Memorial Day is the most solemn of our national holidays. The solemn tribute began in 1866 when three women from Columbus, Mississippi, decorated the graves of Confederate soldiers there and at the same time laid flowers on the graves of the Union soldiers buried in the cemetery. At the insistence of his wife, General John Logan, then Army Chief of Staff, issued an official order shortly thereafter proclaiming Memorial Day an annual day of remembrance for our nation’s war dead.
From the days of the Revolution, through the struggles of 1812, the Mexican War, the Civil War, the Spanish-American War, World Wars I and II, the Korean War, Vietnam, the first Gulf War and the present War on Terror, the strength of our nation is in the spirit of its men and women who fought and died for a nation determined to know its ancient liberty. 4,435 combat deaths in the Revolutionary War, 2,260 in the War of 1812, 1,733 in the Mexican War, 140,415 on the Union side in the Civil War, 74.524 on the Confederate, 385 in the Spanish-American War, 53,513 in World War I, 292,131 in World War II, 33,667 in the Korea War, 47,393 in the Vietnam War and 148 in the Persian Gulf War. Over 4,477 have died as a direct result of hostile action in Iraq, with 2,227 more in Afghanistan. The loss of life to American military men and women in all of our nation’s wars exceeds 1,340,000.
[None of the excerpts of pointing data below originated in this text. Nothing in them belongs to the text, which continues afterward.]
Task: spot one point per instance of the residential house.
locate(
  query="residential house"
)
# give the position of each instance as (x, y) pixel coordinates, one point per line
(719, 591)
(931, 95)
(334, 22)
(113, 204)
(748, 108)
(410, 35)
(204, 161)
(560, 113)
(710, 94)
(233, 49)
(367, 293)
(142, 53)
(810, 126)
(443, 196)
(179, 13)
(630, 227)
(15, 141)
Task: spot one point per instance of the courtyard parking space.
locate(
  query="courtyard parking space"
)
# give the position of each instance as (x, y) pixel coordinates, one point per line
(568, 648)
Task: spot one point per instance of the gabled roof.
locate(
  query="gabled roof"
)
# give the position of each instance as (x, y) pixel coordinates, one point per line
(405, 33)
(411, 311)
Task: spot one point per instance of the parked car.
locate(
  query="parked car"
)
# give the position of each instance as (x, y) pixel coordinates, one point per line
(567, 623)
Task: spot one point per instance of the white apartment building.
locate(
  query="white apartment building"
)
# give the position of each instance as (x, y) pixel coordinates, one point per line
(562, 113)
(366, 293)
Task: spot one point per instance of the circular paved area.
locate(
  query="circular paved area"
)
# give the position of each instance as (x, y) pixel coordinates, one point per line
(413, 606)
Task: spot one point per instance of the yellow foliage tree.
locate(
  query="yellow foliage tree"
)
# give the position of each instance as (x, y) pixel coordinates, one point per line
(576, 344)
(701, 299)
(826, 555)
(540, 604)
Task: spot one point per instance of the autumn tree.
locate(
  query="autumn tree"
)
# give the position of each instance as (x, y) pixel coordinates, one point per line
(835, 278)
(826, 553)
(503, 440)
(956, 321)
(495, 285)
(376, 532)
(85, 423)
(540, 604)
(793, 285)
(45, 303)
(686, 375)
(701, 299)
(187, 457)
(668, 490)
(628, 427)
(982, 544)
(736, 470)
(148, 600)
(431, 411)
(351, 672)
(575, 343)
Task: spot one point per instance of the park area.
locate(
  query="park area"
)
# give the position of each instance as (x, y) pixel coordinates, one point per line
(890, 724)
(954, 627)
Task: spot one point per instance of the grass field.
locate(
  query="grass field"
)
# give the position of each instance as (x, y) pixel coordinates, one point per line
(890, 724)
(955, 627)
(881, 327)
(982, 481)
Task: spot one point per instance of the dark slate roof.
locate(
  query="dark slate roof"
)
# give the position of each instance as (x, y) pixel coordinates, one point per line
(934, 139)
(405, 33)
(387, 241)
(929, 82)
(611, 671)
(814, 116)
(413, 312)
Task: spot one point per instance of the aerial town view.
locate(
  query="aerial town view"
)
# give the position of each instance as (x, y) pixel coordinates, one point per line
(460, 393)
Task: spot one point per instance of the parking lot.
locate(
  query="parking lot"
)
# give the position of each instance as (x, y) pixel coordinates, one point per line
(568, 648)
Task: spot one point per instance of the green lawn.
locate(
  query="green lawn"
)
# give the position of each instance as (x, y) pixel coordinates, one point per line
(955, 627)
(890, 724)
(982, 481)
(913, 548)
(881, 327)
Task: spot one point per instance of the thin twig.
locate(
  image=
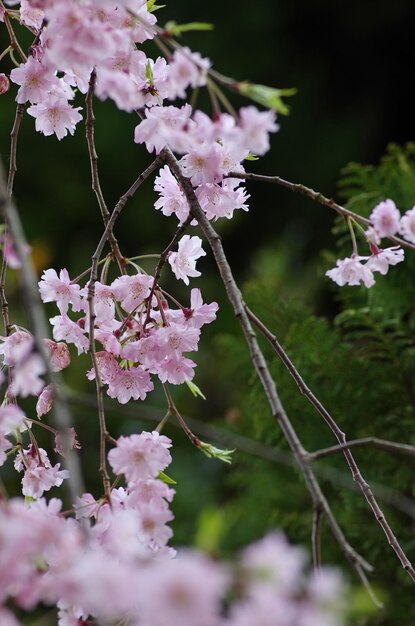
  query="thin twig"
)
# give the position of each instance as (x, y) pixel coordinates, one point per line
(341, 438)
(365, 442)
(317, 197)
(278, 411)
(316, 538)
(161, 262)
(61, 414)
(96, 185)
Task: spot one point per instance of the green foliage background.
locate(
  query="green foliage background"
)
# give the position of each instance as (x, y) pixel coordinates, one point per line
(354, 347)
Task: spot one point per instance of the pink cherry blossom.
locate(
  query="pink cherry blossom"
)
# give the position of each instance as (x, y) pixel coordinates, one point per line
(407, 225)
(55, 115)
(383, 258)
(36, 80)
(140, 457)
(60, 290)
(64, 328)
(176, 370)
(256, 126)
(183, 262)
(4, 81)
(131, 291)
(133, 383)
(165, 125)
(350, 271)
(27, 376)
(204, 164)
(45, 401)
(385, 218)
(172, 198)
(59, 355)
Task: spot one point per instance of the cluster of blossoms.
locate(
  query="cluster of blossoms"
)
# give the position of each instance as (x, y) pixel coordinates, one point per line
(140, 334)
(112, 562)
(386, 221)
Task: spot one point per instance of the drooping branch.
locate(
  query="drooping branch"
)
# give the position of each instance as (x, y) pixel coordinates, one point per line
(341, 438)
(278, 411)
(366, 442)
(317, 197)
(104, 435)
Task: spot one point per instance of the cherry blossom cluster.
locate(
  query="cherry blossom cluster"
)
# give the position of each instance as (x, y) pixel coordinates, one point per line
(111, 562)
(386, 221)
(140, 334)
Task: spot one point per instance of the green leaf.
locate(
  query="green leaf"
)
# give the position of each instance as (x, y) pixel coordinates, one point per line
(195, 389)
(269, 97)
(166, 479)
(176, 30)
(152, 6)
(216, 453)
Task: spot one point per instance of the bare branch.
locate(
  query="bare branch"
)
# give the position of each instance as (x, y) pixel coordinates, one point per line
(278, 411)
(366, 442)
(34, 307)
(317, 197)
(341, 438)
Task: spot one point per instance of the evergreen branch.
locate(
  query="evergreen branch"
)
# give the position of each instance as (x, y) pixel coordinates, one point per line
(341, 438)
(317, 197)
(278, 411)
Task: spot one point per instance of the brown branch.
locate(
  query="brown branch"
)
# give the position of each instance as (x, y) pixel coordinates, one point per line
(278, 411)
(161, 262)
(341, 438)
(366, 442)
(316, 537)
(96, 185)
(34, 307)
(104, 434)
(317, 197)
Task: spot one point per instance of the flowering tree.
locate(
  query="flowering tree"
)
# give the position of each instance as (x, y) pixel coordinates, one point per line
(139, 336)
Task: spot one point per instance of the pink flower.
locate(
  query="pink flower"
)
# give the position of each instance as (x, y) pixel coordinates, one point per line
(199, 313)
(36, 80)
(45, 401)
(131, 291)
(132, 383)
(4, 81)
(172, 199)
(12, 419)
(60, 290)
(165, 125)
(140, 457)
(381, 259)
(256, 126)
(385, 218)
(204, 164)
(66, 329)
(407, 226)
(55, 115)
(27, 376)
(350, 271)
(183, 262)
(176, 370)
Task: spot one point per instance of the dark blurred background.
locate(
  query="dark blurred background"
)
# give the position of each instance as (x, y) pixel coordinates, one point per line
(352, 63)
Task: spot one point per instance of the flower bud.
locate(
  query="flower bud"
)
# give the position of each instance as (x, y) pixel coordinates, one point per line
(4, 84)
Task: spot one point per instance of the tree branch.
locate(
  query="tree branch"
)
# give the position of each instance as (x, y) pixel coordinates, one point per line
(341, 438)
(278, 411)
(317, 197)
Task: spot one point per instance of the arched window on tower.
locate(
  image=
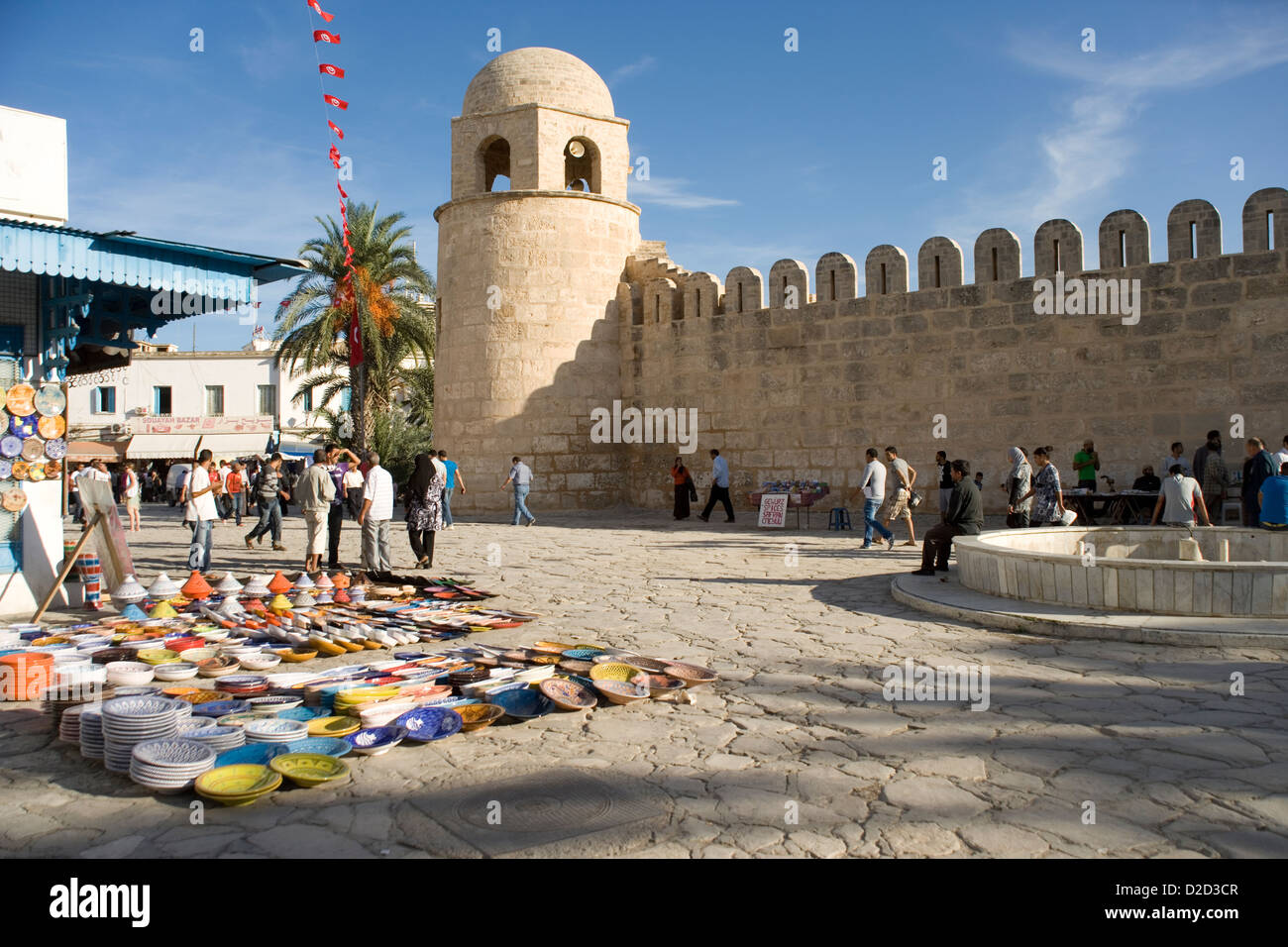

On the first few days after D-Day in June 1944, 6,603 Americans died in combat; 4,000 alone on the first day. Iwo Jima, lying midway between Guam and Japan, is less than five miles long. On that island, a detachment of Japanese troops were ordered to dig in the mountain fortress and to die to the last man. The assault on the island was the fiercest landing fight the world has ever seen. The Japanese kept up an incessant rain of death upon the attacking American troops on the beaches. Navy and Marine casualties exceeded 22,000; the Japanese counted more than 20,000 dead.
On the sacred soil of Gettysburg, the battlefield was a sea of carnage. In three days of fighting, Confederate losses were 3,900 killed, and 24,000 wounded and missing; Union losses were 3,100 killed, and 20,000 wounded or missing. Those soldiers listed as missing simply vanished, ground up in battle disappearing into the soil. In November 1863, several months after the battle of Gettysburg, its military cemetery was dedicated. There are 120 national military cemeteries in our nation. From Arlington on the Potomac to the Golden Gate , from St. Augustine in Florida to Sitka, Alaska, as well as on many other burial grounds elsewhere around the world. The war cemeteries in Normandy hold the remains of 9,386 American soldiers. On hallowed soil, as in the hearts of the American people, the memory of these gallant men and women, who made the supreme sacrifice, is enshrined forever. In a letter written by President Lincoln to Mrs. Bixby, who lost five sons in the Civil War, the President wrote: “May our Heavenly Father assuage the anguish of your bereavement and leave you only the cherished memory of the loved and lost and the solemn pride that must be yours to have laid so costly a sacrifice upon the altar of freedom.”
On this Memorial Day we must not mourn that these men and women died, but rather, we thank God that such as they lived.